The question on most investors’ minds is whether those benchmark seven-day repo rates might spike again as we entered into 2014, and with the current lull shown in the Chinese money markets, could there be any emerging signs that another round of repo rate spikes be up on the horizon?
It is understandable that these questions and other concerns regarding the Chinese financial system are being brought up time and time again due to relative opaqueness of the country’s entire banking system, lack of transparencies, and disclosures, among various issues, including corporate governance. It is also difficult to tell regarding the timing of any intervention by the PBOC to inject liquidity into the financial system should there be another episode of repo rate spikes.
According to various interviews/polls conducted by Thomson Reuters on money market traders dealing with the Chinese rates, most of them have expressed caution and uncertainties over the possible actions PBOC might take to bring down money market rates permanently. Neither the PBOC is not obliged to publish, nor is it required to disclose daily movements of money market funds across the Chinese financial system. This has left traders with not many choices, except to guess and forecast what the next possible moves PBOC might take are. The consensus view among traders is that the PBOC is generally maintaining its tight monetary stance, given that the Chinese property market prices, loan books data, demand, among others have not shown much signs of waning down in terms of the amount of money being lent out or borrowed, despite several fiscal moves made by the Chinese central and other provincial governments to tame down the over exuberance seen in these markets for the past year. In addition, PBOC is also implementing some of the reforms that were being outlined in the November 2013 Third Plenum meetings, where it was announced that the Chinese government will be maintaining a non-interventionist stance in its management of the overall economy, with the exception of stepping into the markets if things were to go out of hand, such as the recent temporary injections of liquidity into the financial system by the PBOC.
According to the January 03, 2014 article by Reuters, some traders indicated that improved cash conditions are expected to last only about two weeks. The possible reasons that might cause another round of repo rate spikes could be holiday disruptions as a result of the Lunar New Year or Spring Festivals coming up at the end of January 2014, and seasonal trends such as quarterly and mid-year cash top-ups by most Chinese financial institutions in order to meet regulatory requirements on maintenance of the overall capital requirements. Historically, these are some of periods where liquidity conditions are one the most tightest.
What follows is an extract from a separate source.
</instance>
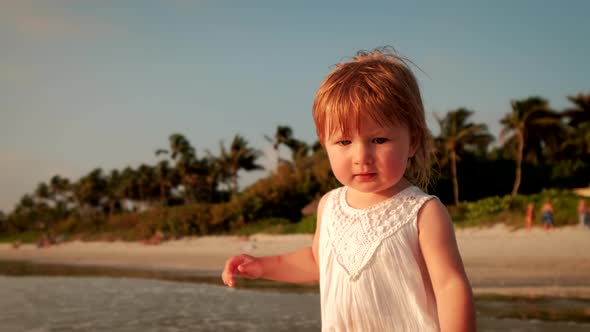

The overall reluctance for the PBOC to intervene in a timely manner to quell the rising money market rates do reflect the serious opinions made on the slow internal reforms being undertaken by various Chinese financial institutions to get their acts together in conforming to regulations regarding their lending policies. The PBOC is also trying not to create any impressions that they tolerate such slow progress being made by these Chinese financial institutions, as it might result in a ‘moral hazard’ mentality that there will always be a liquidity lifeline available. There are also questions pointing to the apparent slow lending reforms being undertaken by these Chinese financial institutions, and whether they are the main targets for all the various episodes of rate spikes that took place last year, given their lack of firm action in undertaking the necessary lending policy reforms.